Puzzler: Rash, fever, and pharyngitis in an adolescent: Wait! Whose hoofbeats are those?

February 1, 2005

A Monday morning in September has come galloping in after a relatively quiet weekend, bringing with it to your office a 17-year-old Caucasian boy for evaluation of a developing rash on his hands and feet.

A Monday morning in September has come galloping in after a relatively quiet weekend, bringing with it to your office a 17-year-old Caucasian boy for evaluation of a developing rash on his hands and feet. Your patient had been in his customary good health until the preceding Friday, when he developed a fever of 103° F and myalgia that he considered, at times, severe and that was not fully relieved by acetaminophen or ibuprofen. Yesterday, he developed a sore throat and the rash and went to an urgent care center. There, he was told he likely had coxsackievirus infection.

The boy's parents told you this when they called you yesterday evening; from their description of the rash and sore throat, and knowing that you've been seeing cases of coxsackie, you agreed with the diagnosis made by the urgent care physician. This morning, however, they called again-to tell you that the character and distribution of the rash had changed. You advised them to bring their son in for examination.

Hands and feet get your attention This boy has been your patient since birth. The medical history is remarkable for congenital absence of the gallbladder, a condition discovered two years ago by ultrasonography that was performed as part of an evaluation of severe right-upper-quadrant pain, which resolved. An inguinal hernia was repaired at age 11 years. The patient has no allergies. The travel history is significant for his having spent most of the past summer in a mountain resort area of eastern Pennsylvania-the Poconos-as well for time spent in Belgium and Israel the same season.

On physical exam, the patient appears weak and ill, but not toxic. Temperature is 103.2° F; heart rate, 86/min; and respirations, 20/min. You note severe purulent tonsillopharyngitis, with petechial spots on the palate and gums, two sores on the palate, and some painful submandibular adenopathy, but the patient displays full range of motion of the neck. The sclera of the right eye is slightly injected, without discharge. The chest is clear; heart rate and rhythm are regular, and no murmurs are heard. The abdomen is soft, without hepatosplenomegaly or masses.
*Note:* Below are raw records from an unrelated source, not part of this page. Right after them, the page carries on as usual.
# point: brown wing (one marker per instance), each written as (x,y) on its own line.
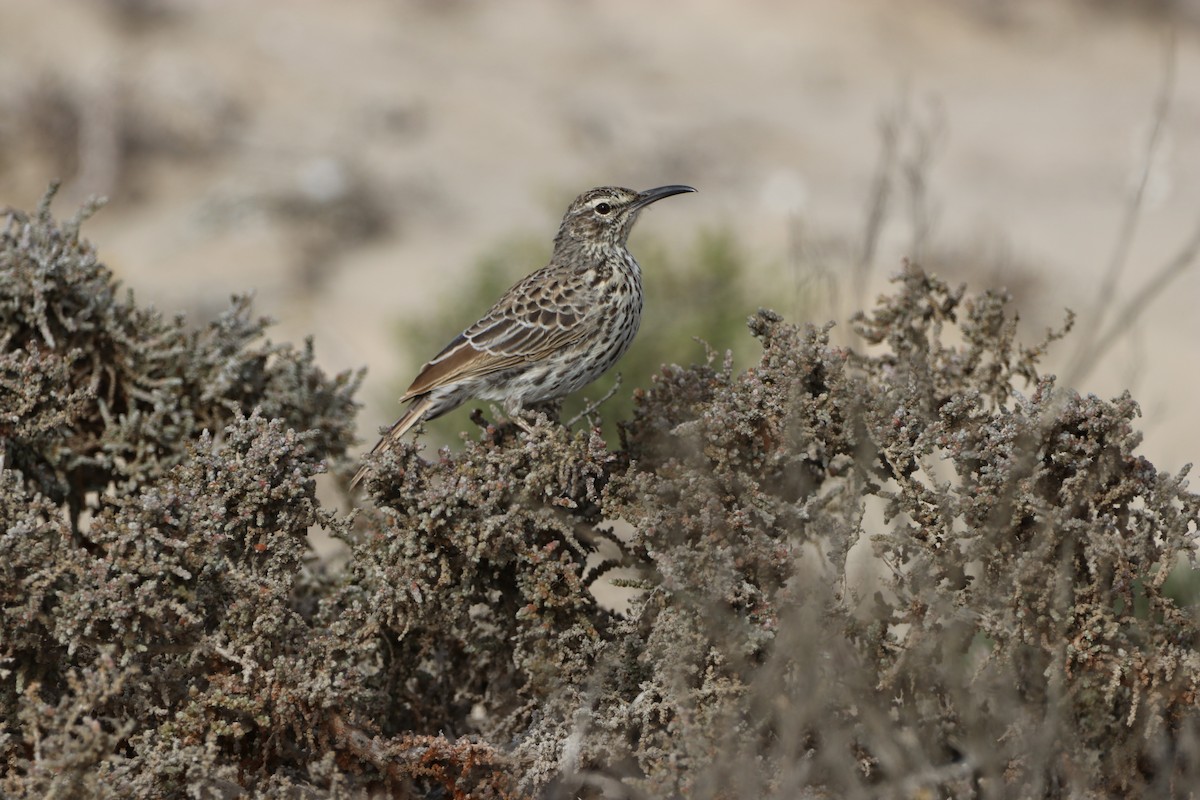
(537,317)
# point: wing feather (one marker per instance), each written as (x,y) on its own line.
(537,317)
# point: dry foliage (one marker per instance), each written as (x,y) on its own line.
(916,569)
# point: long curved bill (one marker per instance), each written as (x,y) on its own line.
(654,194)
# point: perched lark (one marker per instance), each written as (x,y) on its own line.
(553,332)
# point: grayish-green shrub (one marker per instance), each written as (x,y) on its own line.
(916,567)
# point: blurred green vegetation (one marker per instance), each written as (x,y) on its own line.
(697,300)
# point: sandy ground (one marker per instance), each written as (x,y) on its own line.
(351,162)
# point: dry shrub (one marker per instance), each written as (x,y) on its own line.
(913,569)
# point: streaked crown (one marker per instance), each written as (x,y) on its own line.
(604,216)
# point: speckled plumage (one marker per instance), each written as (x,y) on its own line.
(557,330)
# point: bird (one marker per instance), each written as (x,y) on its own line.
(552,332)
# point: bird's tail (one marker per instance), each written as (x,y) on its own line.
(411,417)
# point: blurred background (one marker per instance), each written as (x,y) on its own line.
(377,172)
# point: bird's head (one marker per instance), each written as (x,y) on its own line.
(601,218)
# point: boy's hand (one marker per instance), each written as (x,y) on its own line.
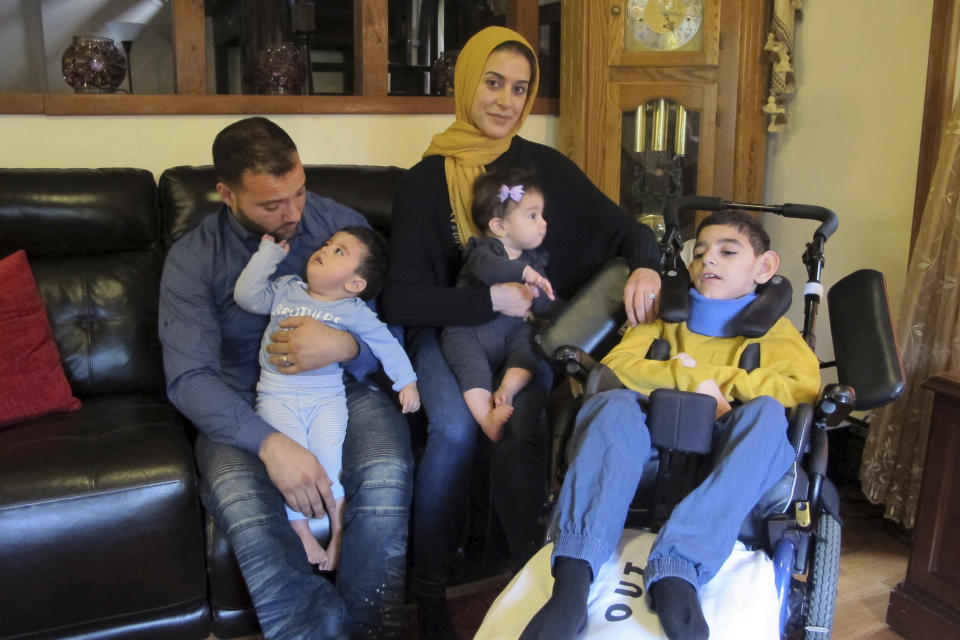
(283,243)
(641,296)
(531,277)
(710,388)
(511,298)
(409,398)
(685,359)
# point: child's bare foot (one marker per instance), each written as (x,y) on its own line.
(315,553)
(336,535)
(514,379)
(492,424)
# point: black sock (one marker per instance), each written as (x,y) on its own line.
(678,607)
(565,613)
(433,619)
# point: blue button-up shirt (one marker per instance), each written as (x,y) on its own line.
(210,344)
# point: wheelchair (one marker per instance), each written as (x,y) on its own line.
(797,522)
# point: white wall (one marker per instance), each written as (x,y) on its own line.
(853,137)
(158,142)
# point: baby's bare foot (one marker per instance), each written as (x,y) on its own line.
(492,424)
(332,555)
(315,553)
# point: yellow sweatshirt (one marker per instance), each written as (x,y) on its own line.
(789,371)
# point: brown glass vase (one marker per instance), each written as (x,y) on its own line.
(92,64)
(281,70)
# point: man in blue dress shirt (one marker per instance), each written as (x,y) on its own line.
(248,469)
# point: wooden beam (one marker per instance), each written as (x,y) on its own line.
(189,47)
(938,103)
(523,16)
(84,104)
(370,47)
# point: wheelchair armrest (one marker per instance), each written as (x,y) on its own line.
(591,320)
(601,378)
(863,339)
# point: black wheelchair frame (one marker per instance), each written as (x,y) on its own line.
(799,525)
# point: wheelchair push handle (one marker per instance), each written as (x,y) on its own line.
(674,206)
(828,219)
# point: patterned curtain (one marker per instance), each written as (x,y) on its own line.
(929,329)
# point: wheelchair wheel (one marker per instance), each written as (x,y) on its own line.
(824,574)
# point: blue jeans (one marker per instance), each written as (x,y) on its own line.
(518,468)
(290,599)
(611,442)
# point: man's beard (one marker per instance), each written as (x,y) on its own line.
(283,232)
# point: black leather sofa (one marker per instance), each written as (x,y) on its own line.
(101,531)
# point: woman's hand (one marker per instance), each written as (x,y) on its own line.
(641,296)
(512,298)
(306,344)
(685,359)
(710,388)
(534,279)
Pubertal development is Tanner stage 5.

You note large, macular, red to purple, blanching lesions on the palms that extend to the wrists, with a few lesions as far proximally as the elbows. Tiny, macular, pink, blanching lesions can be seen on a small area of the right forearm. The rash on the feet is similar to what you see on the hands, and is beginning to extend to the ankles. All areas of the rash are blanching; none are palpable. You do not see any rash on the trunk. Skin turgor is good.

In light of the tonsillitis and rash, you order a number of laboratory tests: STAT CBC and sodium; a full chemistry panel; serology studies for Epstein-Barr virus infection, measles, Rocky Mountain spotted fever (RMSF), and ehrlichiosis; blood cultures; and a rapid antigen test and culture for streptococcal pharyngitis. Immediately, you see that the rapid strep test is negative, so you send the patient home to await the other results.

Results of the CBC return first, later that afternoon: the white blood cell count is 15.1 × 103/μL, with a differential of 68% polymorphonuclear cells, 27% bands, 4% lymphocytes, and 1% monocytes; hemoglobin, 15.5 mg/dL; hematocrit, 44.7; and platelet count, 100 × 103/μL. A slight number of Döhle bodies are noted on the slide. The sodium level is 134 mmol/L.

Considering what you've found-high WBC count, slightly low platelet count, slightly low sodium level, and blanching, macular rash mostly on the palms, wrists, and soles-you feel that telephone consultation with an infectious disease specialist is warranted. Because you have a high index of suspicion for RMSF and ehrlichiosis, and because delaying treatment could increase the risk of morbidity, even death, you start the patient on doxycycline that evening and prepare to follow up in the morning.